Jakarta (ANTARA News) - Sambil sesenggukan Murifah menyampaikan harapannya agar Presiden Joko Widodo (Jokowi) menghentikan rencana pembangunan pembangunan Pembangkit Listrik Tenaga Uap (PLTU) Batubara di Batang, Jawa Tengah.

Ia datang ke Jakarta bersama perwakilan warga Batang yang tergabung dalam Paguyuban Ujung Negoro, Karanggeneng, Ponowareng, dan Roban (UKPWR) untuk menyampaikan penolakan mereka pada rencana pembangunan PLTU berbahan bakar batubara di Batang.

"Pak Jokowi jangan buat laporan palsu ke Jepang bahwa pembebasan lahan untuk PLTU Batang sudah selesai. Kalau Pak Jokowi tidak percaya, silakan tanya langsung ke warga, turun ke lokasi," kata Murifah, warga Karanggeneng yang mewakili kaum tani, saat memberikan keterangan kepada wartawan.
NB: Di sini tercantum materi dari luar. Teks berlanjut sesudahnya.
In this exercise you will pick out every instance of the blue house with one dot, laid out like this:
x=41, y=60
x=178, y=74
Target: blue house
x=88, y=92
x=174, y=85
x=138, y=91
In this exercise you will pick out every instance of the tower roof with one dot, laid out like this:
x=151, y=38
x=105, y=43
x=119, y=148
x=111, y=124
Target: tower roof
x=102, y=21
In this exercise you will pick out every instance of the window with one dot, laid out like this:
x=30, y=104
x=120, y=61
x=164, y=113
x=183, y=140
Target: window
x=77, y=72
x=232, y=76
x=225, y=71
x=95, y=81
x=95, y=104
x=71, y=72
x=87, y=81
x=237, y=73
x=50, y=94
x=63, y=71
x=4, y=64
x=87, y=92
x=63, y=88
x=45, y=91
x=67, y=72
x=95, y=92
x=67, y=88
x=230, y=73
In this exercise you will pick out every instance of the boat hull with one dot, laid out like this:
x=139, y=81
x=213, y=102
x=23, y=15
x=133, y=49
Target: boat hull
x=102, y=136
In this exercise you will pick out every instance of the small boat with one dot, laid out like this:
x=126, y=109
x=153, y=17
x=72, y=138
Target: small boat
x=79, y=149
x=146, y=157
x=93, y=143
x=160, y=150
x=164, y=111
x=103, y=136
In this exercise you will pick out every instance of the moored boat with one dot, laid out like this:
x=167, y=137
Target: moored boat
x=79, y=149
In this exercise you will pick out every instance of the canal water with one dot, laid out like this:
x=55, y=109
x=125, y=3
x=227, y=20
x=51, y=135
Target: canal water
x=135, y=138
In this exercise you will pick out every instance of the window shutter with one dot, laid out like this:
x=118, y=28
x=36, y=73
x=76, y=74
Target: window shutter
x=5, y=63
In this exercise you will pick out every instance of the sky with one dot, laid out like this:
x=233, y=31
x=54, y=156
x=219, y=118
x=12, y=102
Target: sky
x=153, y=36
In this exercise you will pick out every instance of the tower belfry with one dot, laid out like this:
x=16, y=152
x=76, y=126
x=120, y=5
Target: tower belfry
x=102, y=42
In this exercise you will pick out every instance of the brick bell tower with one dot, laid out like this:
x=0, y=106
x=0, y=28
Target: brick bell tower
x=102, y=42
Saat mengunjungi Jepang pekan lalu, Presiden Jokowi menyatakan kepada komunitas bisnis di negara itu bahwa masalah pembebasan lahan untuk PLTU Batang sudah selesai.

"Pak Jokowi jangan mudah percaya dari orang yang tidak bertanggung jawab. Masih ada lahan yang belum dijual. Apakah layak kalau PLTU didirikan di desa kami yang subur, yang bisa panen sampai tiga kali setahun?" tambah dia.

Murifah, yang sebelumnya bekerja sebagai buruh tani, kini terpaksa menganggur karena banyak sawah di desanya sudah dijual untuk pembangunan PLTU.

"Saya pengangguran karena banyak yang jual lahan. Kalau Pak Jokowi seperti itu, saya mau minta tolong kepada siapa lagi. Warga selalu ditekan, diintimidasi, yang tidak salah dipenjara, saya pun sudah dipanggil ke kantor Polres," tuturnya.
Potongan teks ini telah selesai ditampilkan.